It's corporations profit chasing on new hype tides
fwiw telecoms (or i guess its direct predecessor in many cases?) is so ubiquitous that it's virtually an appliance. It's unlikely that you even know anyone who doesn't use telecommunications at least five times a day. probably a hot take but: AI sucks, but so did the steam engine three years after it's debut. It was a gimmick that broke all the time and, even when it was working in full, could barely be finagled into doing a very small array of specific tasks. And then it got better. Check back on AI in ten years.
The reason for this bubble-looking graph is that all of the capitalization of low-hanging fruit gets completed and then the company has to start operating with slimmer margins. Cisco has almost a hundred thousand employees and 57 billion dollars of revenue, they just aren't growing quite as fast any more.
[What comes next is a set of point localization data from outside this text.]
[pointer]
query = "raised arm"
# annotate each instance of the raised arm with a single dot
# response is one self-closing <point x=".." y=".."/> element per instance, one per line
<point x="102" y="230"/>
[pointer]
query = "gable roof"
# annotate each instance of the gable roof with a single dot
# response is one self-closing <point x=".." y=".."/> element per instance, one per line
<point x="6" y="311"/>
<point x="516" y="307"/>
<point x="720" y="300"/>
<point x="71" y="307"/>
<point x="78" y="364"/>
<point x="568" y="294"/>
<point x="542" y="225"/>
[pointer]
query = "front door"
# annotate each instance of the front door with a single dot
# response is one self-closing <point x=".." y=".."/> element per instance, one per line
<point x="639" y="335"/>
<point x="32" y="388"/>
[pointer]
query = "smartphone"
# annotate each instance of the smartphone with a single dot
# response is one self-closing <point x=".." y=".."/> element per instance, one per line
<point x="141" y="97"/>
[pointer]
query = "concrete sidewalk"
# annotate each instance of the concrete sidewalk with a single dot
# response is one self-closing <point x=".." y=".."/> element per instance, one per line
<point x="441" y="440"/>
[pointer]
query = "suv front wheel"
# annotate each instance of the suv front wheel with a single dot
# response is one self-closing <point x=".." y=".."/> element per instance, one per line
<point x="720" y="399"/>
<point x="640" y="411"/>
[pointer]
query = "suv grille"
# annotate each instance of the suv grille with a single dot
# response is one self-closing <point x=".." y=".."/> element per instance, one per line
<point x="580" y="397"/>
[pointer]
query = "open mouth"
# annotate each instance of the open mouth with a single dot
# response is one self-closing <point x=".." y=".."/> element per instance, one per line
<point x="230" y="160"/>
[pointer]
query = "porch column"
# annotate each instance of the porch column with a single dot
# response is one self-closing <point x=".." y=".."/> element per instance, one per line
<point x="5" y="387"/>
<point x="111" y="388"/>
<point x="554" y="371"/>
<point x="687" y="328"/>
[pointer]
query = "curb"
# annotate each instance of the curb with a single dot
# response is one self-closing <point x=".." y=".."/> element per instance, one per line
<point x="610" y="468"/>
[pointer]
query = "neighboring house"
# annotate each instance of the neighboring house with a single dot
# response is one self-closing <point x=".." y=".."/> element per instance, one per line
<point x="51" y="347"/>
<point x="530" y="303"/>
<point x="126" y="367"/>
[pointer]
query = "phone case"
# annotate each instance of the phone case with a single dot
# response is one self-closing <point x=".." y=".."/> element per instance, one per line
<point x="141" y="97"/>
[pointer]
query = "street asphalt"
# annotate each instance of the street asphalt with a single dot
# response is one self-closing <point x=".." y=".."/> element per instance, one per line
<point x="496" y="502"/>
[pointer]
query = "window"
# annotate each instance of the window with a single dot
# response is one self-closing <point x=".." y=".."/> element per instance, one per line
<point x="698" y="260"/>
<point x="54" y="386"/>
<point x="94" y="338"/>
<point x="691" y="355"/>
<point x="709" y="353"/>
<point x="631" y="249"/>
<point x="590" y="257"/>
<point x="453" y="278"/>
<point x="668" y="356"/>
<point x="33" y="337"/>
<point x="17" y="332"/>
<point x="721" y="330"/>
no double x-axis is just stupid
what the fuck is this graph
So short Nvidia?
What did Cisco do back then? Aren't they still one of the biggest network equipment manufacturers?
Stock value has no relationship with the actual value of a company.
If you have like 3 hours, Bobby Broccoli's 2 part documentary on Nortel does kinda go into the absolute madness that telecoms were back then. It was a race to buy up every last little startup with the biggest amounts of money. Dude claims that his new startup does some miraculous thing that it doesn't really do, doesn't matter, here's a bunch of money. Once they kinda faltered and didn't meet dividend projections by like a cent or two the bubble burst for them.
ft.com link
Fess up, who's the liberal here paying $75/month for this?
that's why I linked the archive too :)
Nvidia's hardware is so important for scientific computing that them getting diverted by the jingling keys of AI is kind of wild. They could make billions encouraging research into climate mitigation as well!
I think I know of get it. For tech billionaires, AI is the perfect product because it's such a floating signifier. It means nothing and so it can be anything. And the only main thing attaching all AI products is running obscene amounts of calculations on mostly Nvidia GPUs.